When Carti strikes gold, a moment beyond few and far between on ‘Whole Lotta Red’, it really feels as if he overachieves. In unison with Kid Cudi, ‘M3tamorphosis’ see’s the pair enter this monstrous rampage as they gloss over ideas of change and evolution. With all its spine-tingling humming, graveling synths, and earth-shattering bass it’s all very surreal. Carti and Cudi only up the ante with their wild and blackhearted performances respectively. It’s easily one of the most distinct and experimental successes on the record. Though not nearly as nuanced, the maniacal ‘King Vamp’ has Carti feeling as infectious and deranged as ever. With its hair-raising synths that hit like stab wounds and a spine chilling vocal performance, it’s an unparalleled haunted-house type of kooky nightmare.

That’s not to say that outside of the odd highlight there aren’t redeemable aspects hidden throughout the album’s less than forgiving run time. ‘Whole Lotta Red’ houses numerous instrumentals that are above and beyond what the rest of the mainstream trap albums of 2020 had to offer.

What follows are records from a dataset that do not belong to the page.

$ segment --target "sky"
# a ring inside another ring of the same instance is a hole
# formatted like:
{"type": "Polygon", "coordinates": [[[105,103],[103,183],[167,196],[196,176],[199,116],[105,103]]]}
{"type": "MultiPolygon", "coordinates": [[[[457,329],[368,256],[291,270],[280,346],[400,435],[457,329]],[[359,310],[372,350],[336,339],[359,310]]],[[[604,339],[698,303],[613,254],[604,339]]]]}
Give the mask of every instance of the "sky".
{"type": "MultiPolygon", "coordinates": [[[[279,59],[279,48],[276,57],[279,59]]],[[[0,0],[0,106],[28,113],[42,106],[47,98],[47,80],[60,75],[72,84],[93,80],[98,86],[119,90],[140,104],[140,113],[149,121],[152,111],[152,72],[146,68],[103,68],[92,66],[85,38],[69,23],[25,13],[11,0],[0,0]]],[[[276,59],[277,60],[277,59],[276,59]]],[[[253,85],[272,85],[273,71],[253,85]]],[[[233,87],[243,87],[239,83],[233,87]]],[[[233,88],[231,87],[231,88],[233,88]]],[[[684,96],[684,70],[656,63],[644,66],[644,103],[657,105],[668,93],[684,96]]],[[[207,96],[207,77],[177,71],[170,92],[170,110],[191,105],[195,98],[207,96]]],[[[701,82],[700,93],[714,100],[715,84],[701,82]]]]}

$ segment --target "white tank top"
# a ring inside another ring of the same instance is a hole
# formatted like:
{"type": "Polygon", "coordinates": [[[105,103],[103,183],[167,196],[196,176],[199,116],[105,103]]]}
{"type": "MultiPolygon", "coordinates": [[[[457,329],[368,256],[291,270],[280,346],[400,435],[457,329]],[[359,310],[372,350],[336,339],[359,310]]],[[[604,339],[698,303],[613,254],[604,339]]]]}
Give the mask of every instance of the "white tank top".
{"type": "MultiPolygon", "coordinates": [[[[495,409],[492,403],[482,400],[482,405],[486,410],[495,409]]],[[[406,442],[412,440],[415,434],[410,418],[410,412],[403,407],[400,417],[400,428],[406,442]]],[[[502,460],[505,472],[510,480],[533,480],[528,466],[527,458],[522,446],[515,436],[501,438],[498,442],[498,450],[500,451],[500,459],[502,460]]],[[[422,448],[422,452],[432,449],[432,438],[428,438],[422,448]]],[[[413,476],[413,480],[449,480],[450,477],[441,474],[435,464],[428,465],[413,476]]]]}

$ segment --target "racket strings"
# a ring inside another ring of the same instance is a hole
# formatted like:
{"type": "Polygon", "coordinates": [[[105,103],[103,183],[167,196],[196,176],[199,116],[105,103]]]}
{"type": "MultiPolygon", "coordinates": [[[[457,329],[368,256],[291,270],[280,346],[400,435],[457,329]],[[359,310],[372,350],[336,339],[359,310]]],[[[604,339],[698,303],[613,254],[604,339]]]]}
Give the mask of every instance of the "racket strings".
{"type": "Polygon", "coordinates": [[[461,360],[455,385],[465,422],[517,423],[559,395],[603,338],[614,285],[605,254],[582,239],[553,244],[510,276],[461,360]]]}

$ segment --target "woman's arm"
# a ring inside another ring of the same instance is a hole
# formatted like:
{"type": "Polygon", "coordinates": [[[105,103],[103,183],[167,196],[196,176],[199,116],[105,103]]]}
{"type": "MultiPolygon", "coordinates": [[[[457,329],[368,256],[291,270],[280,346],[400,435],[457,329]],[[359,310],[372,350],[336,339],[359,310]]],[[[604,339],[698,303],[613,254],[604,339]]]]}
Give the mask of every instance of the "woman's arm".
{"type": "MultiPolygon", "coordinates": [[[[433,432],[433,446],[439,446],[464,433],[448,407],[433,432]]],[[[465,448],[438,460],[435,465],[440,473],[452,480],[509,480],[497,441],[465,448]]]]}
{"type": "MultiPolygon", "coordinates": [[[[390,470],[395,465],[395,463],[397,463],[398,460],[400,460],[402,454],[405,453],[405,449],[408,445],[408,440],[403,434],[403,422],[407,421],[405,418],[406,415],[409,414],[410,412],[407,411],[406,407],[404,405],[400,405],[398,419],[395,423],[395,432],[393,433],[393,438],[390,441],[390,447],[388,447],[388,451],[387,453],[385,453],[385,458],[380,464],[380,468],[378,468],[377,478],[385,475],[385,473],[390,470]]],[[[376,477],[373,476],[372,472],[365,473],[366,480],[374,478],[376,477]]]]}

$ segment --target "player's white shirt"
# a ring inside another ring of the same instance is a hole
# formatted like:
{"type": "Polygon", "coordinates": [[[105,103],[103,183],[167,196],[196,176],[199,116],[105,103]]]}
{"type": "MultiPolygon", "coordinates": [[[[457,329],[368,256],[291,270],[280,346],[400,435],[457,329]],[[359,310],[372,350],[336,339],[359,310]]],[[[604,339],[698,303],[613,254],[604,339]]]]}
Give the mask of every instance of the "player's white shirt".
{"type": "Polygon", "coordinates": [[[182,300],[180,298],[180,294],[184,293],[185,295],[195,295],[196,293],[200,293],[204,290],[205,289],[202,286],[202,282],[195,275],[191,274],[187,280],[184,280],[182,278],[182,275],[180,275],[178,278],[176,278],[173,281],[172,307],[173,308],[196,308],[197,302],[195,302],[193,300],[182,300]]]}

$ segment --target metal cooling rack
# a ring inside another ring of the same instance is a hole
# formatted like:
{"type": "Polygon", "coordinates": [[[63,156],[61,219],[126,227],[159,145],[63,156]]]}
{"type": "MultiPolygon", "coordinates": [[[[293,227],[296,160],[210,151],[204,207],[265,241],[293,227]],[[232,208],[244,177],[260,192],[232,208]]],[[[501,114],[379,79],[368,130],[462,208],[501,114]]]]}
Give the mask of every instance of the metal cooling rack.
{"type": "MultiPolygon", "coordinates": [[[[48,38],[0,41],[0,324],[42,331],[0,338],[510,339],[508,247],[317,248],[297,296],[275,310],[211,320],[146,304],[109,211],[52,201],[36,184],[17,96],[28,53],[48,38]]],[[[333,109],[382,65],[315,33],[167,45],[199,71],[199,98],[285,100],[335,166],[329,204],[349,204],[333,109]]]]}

Whether it’s that bizarre mix of intergalactic synths and industrial bass on the album’s opener ‘Rockstar Made’, the mean demeanour of the guitars on the rough, yet compact ‘Die4Guy’, or the brooding exuberance of ‘Stop Breathing’, it’s a glimpse into that same viral and infectious dynamic that made ‘Die Lit’ such a unique and engaging experience. Carti’s failure to co-exist with his production speaks volumes as to how amateurishly crafted ‘Whole Lotta Red’ is. In some cases, it’s as if Carti’s goal was to sabotage the record in any way possible, and if that was the case, I have to congratulate the crooner on his contributions.

‘Whole Lotta Red’ is anything but the logical successor to ‘Die Lit’, and is instead a moment of regression. The record falls short in its attempts to recapture Carti’s fun eccentricity, and is instead more of an arduous chore to sit through, than any Carti album before it. More than anything, the record serves as proof as to why Carti’s particular brand of trap isn’t more commonly replicated. Somewhere along the lines, he pushes the limit of his niche quirks into more avant-garde manifestations, as Carti’s quirkiness gets to his head and becomes a detriment to the record. ‘Whole Lotta Red’ stretches well beyond its use-by-date and runs its course twice over. The Playboi Carti gimmick proves to be functional for only so long, despite the album lasting for what feels like an eternity.